Question de profondeur
Le week-end dernier, j'ai fait un tour à Deauville en marge de l'European Poker Tour, pour y disputer deux tournois, le 550 et le 330 turbo.
Curieusement, j'ai terminé à la 24e place dans les deux. Mais alors qu'il y avait 18 places payées dans le 550, il n'y en avait que 9 dans le 330. Bref, dans un cas je suis passé tout près des places payées, et dans l'autre, plutôt loin. Mais si c'était pour écrire cela, j'aurais pu rester couché, aussi comme vous vous en doutez ce n'est pas le sujet de ce post.
Il y a une antienne, ou une arlésienne si vous préférez. Quand arrivent les très gros blinds comme 1000-2000 ante 200, il y a toujours un joueur à la table pour faire remarquer que les tapis sont très peu profonds, que "le M moyen est de 6 ou 7, alors que dans les US c'est toujours entre 25 et 35, au moins ! C'est vraiment une structure de m...".
En l'occurrence, la remarque ne venait pas dans le 330, qui était de toute façon turbo (niveaux de 15 mn !), mais dans le 550, dont les niveaux étaient de 30 mn.
La remarque en question n'émane sûrement pas d'un joueur qui a fait le tour du monde du poker... Ou alors, il l'a fait tellement vite qu'il n'a pas eu le temps de disputer les tournois en passant. Car si vous participez à des tournois à $500 en marge des WSOP, comme on en trouve par exemple au Caesars ou au Venetian en juin-juillet, eh bien c'est la même chose : on se retrouve à des profondeurs ridicules quand les choses commencent à devenir sérieuses.
Alors, à quoi cela tient-il, à tapis de départ égal ?
A la durée des niveaux. Les joueurs doivent recevoir un nombre de mains assez important pour générer des combats qui engagent de grosses quantités de jetons et génèrent des gros transferts de masses. Après quoi, le joueur qui a perdu les 3/4 de son tapis se met en mode survie et comme on sait, quel que soit son talent, il a plus de chance d'y laisser sa peau que de s'en sortir.
C'est pour cela que les tournois avec des niveaux de 60, 90 et 120 minutes génèrent des tapis profonds en table finale : le rythme d'élimination des joueurs est plus rapide que celui de l'augmentation des blinds.
D'ailleurs, faisons une petite hypothèse pratique.
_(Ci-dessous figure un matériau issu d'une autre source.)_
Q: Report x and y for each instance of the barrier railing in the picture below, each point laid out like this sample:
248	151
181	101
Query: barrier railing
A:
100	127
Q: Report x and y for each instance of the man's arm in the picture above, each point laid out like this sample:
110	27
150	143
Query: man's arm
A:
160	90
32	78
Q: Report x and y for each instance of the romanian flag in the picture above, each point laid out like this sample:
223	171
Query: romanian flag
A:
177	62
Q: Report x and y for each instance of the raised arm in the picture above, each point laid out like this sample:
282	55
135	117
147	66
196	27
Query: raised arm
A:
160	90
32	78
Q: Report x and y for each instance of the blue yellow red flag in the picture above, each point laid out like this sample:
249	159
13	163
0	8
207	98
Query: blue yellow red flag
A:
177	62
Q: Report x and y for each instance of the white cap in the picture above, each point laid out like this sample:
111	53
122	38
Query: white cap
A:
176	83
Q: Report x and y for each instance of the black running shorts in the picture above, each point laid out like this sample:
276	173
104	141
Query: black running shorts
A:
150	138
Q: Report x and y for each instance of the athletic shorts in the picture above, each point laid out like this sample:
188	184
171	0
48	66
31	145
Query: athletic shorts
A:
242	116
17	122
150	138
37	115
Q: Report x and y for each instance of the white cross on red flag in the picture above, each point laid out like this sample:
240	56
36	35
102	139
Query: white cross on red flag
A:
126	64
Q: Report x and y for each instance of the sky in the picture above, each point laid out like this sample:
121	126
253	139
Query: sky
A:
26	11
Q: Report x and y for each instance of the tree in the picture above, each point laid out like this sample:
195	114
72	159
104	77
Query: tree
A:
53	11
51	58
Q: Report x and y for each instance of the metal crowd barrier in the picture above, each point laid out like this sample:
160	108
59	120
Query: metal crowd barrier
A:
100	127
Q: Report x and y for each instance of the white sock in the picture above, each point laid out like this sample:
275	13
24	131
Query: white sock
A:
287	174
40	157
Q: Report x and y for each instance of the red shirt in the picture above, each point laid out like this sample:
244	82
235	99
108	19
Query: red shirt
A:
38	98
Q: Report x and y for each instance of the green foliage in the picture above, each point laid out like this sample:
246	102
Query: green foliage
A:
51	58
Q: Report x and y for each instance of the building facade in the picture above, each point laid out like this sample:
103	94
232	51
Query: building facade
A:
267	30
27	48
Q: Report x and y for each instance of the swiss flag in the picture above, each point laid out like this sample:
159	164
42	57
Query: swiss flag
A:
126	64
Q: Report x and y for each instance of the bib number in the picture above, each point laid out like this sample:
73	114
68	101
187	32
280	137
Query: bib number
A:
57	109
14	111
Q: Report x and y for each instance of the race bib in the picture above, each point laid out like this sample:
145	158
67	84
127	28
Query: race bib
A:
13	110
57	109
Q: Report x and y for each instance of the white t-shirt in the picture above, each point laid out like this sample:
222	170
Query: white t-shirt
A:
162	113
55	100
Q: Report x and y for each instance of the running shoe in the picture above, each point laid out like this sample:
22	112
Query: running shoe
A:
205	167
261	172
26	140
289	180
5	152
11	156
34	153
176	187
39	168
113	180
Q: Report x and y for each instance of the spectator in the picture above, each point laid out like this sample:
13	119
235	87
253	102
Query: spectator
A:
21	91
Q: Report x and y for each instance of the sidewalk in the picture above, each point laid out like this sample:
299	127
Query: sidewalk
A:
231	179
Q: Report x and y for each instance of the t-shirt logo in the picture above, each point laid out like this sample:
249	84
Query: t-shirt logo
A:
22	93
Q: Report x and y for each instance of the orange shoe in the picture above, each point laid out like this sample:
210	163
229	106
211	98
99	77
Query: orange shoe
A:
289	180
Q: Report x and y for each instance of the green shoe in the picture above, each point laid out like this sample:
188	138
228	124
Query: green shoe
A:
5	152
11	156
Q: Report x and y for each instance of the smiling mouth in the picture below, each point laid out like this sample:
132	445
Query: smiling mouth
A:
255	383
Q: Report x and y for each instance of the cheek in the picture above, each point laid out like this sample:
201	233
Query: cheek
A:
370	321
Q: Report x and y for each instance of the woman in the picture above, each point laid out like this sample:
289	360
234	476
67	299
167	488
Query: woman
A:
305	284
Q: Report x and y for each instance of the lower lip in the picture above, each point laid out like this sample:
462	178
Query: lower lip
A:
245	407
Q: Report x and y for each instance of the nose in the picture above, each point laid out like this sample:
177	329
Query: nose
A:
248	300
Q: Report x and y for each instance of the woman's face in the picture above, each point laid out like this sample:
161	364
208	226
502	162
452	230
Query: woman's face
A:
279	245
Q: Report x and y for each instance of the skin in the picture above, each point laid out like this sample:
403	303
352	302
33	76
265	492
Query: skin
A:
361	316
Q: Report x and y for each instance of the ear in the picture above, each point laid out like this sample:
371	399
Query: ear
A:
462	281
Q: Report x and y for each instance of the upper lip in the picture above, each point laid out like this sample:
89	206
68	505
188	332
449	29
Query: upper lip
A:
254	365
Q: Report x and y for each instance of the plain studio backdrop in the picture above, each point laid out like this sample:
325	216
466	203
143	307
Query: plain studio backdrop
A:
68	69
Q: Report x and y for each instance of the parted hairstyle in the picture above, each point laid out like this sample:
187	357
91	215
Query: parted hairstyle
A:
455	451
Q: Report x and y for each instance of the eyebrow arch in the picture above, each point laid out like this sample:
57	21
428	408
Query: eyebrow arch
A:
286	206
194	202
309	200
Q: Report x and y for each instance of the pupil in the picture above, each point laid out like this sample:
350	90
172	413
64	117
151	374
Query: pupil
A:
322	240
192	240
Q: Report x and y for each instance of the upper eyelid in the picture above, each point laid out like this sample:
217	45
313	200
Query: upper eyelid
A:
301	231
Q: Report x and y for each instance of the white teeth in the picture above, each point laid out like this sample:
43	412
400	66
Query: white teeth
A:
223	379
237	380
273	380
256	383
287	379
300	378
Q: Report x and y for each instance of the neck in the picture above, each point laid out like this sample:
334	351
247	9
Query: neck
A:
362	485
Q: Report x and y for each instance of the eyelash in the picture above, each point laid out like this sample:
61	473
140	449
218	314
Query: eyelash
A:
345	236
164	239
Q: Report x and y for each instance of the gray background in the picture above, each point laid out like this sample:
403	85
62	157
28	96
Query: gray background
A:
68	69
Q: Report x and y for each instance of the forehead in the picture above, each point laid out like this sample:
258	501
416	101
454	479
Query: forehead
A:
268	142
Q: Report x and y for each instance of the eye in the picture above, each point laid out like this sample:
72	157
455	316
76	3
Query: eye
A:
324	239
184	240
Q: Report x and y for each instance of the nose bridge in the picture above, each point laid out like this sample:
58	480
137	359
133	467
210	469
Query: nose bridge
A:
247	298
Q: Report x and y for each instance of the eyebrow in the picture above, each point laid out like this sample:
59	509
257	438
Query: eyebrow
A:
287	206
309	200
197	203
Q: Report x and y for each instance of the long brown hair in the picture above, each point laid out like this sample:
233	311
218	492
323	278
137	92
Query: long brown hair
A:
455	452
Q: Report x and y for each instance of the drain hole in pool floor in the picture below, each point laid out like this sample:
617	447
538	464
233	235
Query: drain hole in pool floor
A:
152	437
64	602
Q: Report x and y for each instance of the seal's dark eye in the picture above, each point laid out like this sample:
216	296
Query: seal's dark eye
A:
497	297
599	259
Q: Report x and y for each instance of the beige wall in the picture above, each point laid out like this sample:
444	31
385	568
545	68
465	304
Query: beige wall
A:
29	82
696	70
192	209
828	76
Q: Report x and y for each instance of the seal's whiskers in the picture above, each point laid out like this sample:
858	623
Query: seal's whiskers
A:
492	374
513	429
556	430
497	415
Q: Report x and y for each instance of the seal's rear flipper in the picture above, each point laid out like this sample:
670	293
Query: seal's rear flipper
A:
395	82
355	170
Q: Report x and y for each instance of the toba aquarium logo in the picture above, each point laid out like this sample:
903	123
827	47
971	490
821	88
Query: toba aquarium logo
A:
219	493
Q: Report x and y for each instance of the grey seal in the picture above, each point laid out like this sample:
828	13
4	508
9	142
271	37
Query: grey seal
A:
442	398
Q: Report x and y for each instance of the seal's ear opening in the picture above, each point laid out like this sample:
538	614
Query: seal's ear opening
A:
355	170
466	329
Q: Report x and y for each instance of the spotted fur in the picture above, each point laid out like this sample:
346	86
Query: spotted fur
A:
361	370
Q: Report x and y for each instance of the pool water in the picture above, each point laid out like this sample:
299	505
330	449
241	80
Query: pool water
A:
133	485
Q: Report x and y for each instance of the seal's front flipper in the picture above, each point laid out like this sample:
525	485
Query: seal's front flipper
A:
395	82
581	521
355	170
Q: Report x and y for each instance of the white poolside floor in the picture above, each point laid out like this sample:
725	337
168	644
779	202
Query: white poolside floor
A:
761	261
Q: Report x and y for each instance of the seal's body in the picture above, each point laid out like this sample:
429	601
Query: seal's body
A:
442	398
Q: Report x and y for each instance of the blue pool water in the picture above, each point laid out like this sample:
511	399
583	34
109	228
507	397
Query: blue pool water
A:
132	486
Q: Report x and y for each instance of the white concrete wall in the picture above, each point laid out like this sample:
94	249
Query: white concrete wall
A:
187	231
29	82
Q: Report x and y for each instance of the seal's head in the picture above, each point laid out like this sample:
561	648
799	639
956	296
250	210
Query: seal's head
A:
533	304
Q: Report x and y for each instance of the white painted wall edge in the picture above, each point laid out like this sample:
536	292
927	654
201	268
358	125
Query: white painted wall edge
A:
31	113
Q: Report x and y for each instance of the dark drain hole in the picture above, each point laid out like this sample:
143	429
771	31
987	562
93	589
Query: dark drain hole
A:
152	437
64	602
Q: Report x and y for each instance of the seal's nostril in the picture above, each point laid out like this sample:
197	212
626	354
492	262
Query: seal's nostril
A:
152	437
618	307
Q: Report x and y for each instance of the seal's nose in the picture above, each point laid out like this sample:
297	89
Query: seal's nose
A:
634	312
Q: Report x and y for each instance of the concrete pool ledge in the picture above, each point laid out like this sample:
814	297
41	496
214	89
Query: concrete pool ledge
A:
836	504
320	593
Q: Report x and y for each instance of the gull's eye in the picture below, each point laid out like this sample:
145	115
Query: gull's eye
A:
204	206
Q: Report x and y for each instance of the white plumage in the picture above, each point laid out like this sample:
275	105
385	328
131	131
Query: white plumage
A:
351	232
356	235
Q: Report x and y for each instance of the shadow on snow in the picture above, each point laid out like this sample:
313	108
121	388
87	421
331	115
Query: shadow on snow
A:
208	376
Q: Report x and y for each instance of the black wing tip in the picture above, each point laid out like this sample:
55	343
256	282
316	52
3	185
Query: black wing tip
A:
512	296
Admettons que les joueurs aient tous les mêmes critères d'engagement de leurs jetons et une range identique, en moyenne celle-ci en fonction de leur position :
- 7-7+
- A-Q+
C'est-à-dire que s'ils ont au moins paire de Sept ou A-Q, ils vont attaquer et contre-attaquer préflop, puis adopter diverses tactiques au flop selon les critères habituels, dans le désordre : hauteur du tapis adverse, style adverse, position, profondeur du tapis, proximité de la bulle, etc.
Avec ces données, tous les 12 coups il y aura accrochage entre au moins 2 mains appartenant à cette range. Et l'expérience montre qu'à partir d'un certain niveau de blinds, pour des tapis peu profonds, ces rencontres génèrent presque toujours des envois du tapis préflop.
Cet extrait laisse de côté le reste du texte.